Sanki Haziran otuz iki çekecek ve temmuz ayında kavuşmak ihtimali hemen koşup gelecek gibi. Kirli dünyasında sen saracaksın sanki kalbimi. Sanki işte, bir yanılsama ve bir parlak gökyüzünün altında dinlenen şarkıların kırık dökük güftesi… Hep bir ‘sanki.’ Beklenen yol kadar, çile kutsallığının ramak kaldığı yerden kalbi yoran zulüm…
Anlamazsın; beni kimler anlamadı… Bir baktım hakiki bir mutluluk dört mevsimli koşarak geliyor, bir baktım zülüfleri dökülen şarkının içlisi beni yoran bir salıncak hikayesiyim. Doğmamış düşlerimi sallıyorum her Cumartesi. Hafta sonu telaşesinde pazar gününün banyo günü olduğu geleneğiyle yıkanıyorum hatıralarıma. Bornozumda kanlı biten şikayetlerimin etiket fiyatı duruyor.
Neyse, beni kimler kimler anlamadı. Sen de anlama. Eylül’ün yetmiş iki çektiği uzun koridorlarda güz efsanesi yazar her yıl dönümüm. Kendimi kutlarım bir kedinin şefkatli baş okşanışı gibi. Mutlanırım.

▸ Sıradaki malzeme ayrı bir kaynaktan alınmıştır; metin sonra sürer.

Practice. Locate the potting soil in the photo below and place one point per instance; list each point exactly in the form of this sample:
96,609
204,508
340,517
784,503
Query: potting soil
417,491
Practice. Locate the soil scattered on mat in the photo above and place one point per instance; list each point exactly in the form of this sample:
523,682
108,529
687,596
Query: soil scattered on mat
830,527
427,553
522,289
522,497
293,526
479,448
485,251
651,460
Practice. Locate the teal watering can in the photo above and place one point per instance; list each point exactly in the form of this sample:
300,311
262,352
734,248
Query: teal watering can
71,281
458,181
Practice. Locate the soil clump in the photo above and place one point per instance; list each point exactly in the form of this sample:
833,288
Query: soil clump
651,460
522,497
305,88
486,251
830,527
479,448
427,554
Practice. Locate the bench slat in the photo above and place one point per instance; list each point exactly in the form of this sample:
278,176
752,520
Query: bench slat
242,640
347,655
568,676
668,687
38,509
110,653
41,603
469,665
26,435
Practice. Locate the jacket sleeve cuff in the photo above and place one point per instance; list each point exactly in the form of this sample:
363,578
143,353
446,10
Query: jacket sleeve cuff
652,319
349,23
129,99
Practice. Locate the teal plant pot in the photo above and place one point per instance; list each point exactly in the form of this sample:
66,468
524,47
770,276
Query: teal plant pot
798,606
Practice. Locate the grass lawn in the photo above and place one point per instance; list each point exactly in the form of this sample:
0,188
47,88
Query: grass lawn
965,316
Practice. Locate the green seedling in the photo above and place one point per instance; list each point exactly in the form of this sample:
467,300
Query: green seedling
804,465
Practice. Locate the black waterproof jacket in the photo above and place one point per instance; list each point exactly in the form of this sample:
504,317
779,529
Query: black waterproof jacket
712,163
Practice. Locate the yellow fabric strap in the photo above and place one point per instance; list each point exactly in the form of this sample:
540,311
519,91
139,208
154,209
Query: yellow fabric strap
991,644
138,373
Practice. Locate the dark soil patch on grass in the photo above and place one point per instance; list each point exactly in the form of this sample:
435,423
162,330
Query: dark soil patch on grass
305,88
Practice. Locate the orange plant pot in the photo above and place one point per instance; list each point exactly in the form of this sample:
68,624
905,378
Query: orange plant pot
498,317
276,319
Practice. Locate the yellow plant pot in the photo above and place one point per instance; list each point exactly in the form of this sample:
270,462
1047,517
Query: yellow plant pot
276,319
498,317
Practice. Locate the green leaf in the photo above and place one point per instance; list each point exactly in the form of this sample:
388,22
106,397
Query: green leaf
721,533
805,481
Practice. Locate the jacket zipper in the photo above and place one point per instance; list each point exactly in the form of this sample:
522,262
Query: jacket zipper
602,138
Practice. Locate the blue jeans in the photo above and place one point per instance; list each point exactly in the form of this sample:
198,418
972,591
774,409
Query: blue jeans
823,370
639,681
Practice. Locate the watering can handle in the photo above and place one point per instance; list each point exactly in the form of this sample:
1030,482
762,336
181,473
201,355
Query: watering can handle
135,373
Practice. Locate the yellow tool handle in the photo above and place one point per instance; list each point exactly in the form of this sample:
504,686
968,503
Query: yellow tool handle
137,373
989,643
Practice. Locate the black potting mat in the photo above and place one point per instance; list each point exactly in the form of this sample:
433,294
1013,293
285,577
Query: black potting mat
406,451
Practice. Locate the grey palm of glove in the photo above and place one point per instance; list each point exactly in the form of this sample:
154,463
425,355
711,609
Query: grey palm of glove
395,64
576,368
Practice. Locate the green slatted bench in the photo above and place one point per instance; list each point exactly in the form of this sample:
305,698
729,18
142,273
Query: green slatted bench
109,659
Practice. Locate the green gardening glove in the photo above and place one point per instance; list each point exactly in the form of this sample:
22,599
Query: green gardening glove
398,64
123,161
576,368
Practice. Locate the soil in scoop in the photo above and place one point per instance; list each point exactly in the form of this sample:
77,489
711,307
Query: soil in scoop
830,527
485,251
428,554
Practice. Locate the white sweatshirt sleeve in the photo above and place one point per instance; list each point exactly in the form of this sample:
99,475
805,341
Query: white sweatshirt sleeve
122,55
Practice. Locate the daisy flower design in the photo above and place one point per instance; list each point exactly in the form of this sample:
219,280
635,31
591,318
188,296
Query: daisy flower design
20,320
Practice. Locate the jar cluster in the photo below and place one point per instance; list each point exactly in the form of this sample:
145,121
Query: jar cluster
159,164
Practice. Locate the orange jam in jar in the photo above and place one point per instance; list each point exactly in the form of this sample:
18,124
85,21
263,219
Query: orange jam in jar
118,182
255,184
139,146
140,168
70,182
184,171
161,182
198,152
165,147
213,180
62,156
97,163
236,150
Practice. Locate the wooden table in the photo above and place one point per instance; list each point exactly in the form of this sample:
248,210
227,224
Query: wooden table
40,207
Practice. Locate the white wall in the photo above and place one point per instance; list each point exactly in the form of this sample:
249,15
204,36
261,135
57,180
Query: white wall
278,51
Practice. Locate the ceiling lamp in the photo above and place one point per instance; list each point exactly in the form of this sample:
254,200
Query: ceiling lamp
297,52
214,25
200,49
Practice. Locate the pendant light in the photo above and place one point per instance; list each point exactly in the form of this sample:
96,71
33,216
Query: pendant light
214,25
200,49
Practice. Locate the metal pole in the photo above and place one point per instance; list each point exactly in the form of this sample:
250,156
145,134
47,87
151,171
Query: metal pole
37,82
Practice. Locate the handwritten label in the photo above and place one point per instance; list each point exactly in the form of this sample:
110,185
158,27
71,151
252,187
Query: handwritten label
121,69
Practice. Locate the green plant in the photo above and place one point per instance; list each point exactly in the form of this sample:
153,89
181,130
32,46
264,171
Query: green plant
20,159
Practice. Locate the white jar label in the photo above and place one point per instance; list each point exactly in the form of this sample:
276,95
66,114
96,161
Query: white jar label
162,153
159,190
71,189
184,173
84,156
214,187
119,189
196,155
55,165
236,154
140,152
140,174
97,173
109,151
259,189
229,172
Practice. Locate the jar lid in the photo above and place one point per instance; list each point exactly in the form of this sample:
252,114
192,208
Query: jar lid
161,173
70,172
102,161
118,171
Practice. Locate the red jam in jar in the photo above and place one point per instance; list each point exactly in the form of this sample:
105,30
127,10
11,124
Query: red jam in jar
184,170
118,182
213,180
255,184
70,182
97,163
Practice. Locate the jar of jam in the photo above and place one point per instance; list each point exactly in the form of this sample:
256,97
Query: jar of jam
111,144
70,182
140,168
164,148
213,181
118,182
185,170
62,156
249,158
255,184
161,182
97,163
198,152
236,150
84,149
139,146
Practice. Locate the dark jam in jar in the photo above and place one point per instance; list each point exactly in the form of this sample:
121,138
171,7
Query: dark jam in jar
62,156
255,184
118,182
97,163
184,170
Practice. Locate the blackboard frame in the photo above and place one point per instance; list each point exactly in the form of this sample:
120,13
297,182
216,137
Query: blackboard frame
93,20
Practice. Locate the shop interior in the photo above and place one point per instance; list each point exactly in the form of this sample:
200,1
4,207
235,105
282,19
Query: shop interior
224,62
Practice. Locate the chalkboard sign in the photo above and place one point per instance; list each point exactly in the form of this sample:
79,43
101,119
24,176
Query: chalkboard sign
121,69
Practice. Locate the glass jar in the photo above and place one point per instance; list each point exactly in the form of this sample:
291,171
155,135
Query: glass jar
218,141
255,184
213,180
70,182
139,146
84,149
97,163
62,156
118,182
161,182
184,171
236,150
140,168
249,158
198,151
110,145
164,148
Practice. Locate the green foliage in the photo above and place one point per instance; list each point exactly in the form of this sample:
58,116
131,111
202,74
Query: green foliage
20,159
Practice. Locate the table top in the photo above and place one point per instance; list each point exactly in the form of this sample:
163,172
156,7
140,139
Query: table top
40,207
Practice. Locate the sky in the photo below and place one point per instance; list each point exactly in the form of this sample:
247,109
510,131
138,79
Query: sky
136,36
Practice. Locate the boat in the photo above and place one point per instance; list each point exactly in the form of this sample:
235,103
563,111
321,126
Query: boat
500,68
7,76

Ağustos da sadece dört çeker, benden sonrası olmasın isterim zaten. Her zaman bencildim, ben figürü yaşamaya devam ettiği müddetçe biz diye bir şey zaten bir başkasına ait olduğu üzere bize hiç eklenmedi.
Pazartesini terk ediyorum. Ayrılığın hep bende son günü. Başlangıç yapayım mutluluğa derken her başlangıçta tarihin tekerrür ettiği ayrılıklara konuşlanıyorum.